How do brains enable organisms to learn from observing and interacting with the world? How do their architectural constraints shape this learning and the structure of emergent neural representations? What can we learn from the data we collect in cognitive science and neuroscience? How can artificial intelligence inform our understanding of biological intelligence, and vice-versa?
These are some of the questions I am working on as a Postdoctoral Fellow in the Harvard Vision Sciences Lab, housed within the Psychology Department and Kempner Institute for Natural and Artificial Intelligence. I am advised by Professors Talia Konkle and George Alvarez, and collaborate with Hanspeter Pfister and others in the Visual Computing Group, in work aiming to make computational models that learn to see more like humans. Generally, I pull heavily from the tools and knowledge of modern AI to make theoretical advances in neuroscience and cognitive science.

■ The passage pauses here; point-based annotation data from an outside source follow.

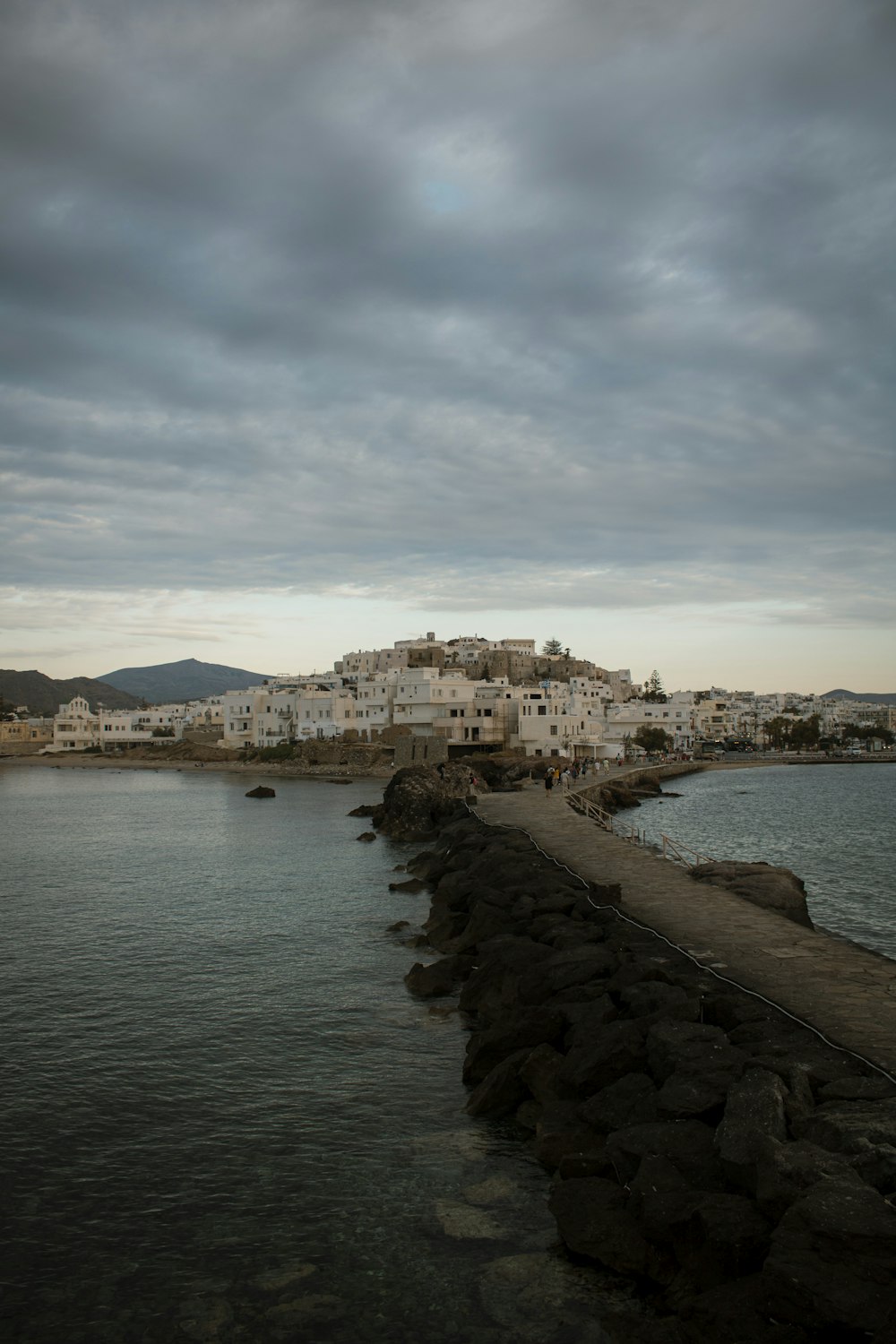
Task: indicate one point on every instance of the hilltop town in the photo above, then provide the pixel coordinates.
(430, 698)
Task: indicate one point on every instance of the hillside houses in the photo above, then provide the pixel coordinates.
(454, 691)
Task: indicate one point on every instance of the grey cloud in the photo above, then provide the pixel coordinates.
(349, 290)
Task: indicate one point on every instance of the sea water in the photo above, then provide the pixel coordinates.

I received my Ph.D in Neural Computation from Carnegie Mellon University in December 2023, where I was advised by David Plaut and Marlene Behrmann. My Ph.D work involved the development of computational models of familiar and unfamiliar face recognition, and of cortical organization for visual domains. The latter work introduced a class of computational models of visual cortical topography, referred to as Interactive Topographic Networks. The code to simulate these models and further develop them is publicly available on GitHub, along with the code for my other published projects. Much of my research continues to build upon these topographic models, for example extending it to account for the influence of retinotopy and language on the global organization of human ventral temporal cortex, including mediolateral and hemispheric organization, and in modeling the organization of language through topographic Transformer language models. I see this work as a set of critical first steps towards the development of large-scale functional models of the human brain, a challenging task which will unfold over the next few decades.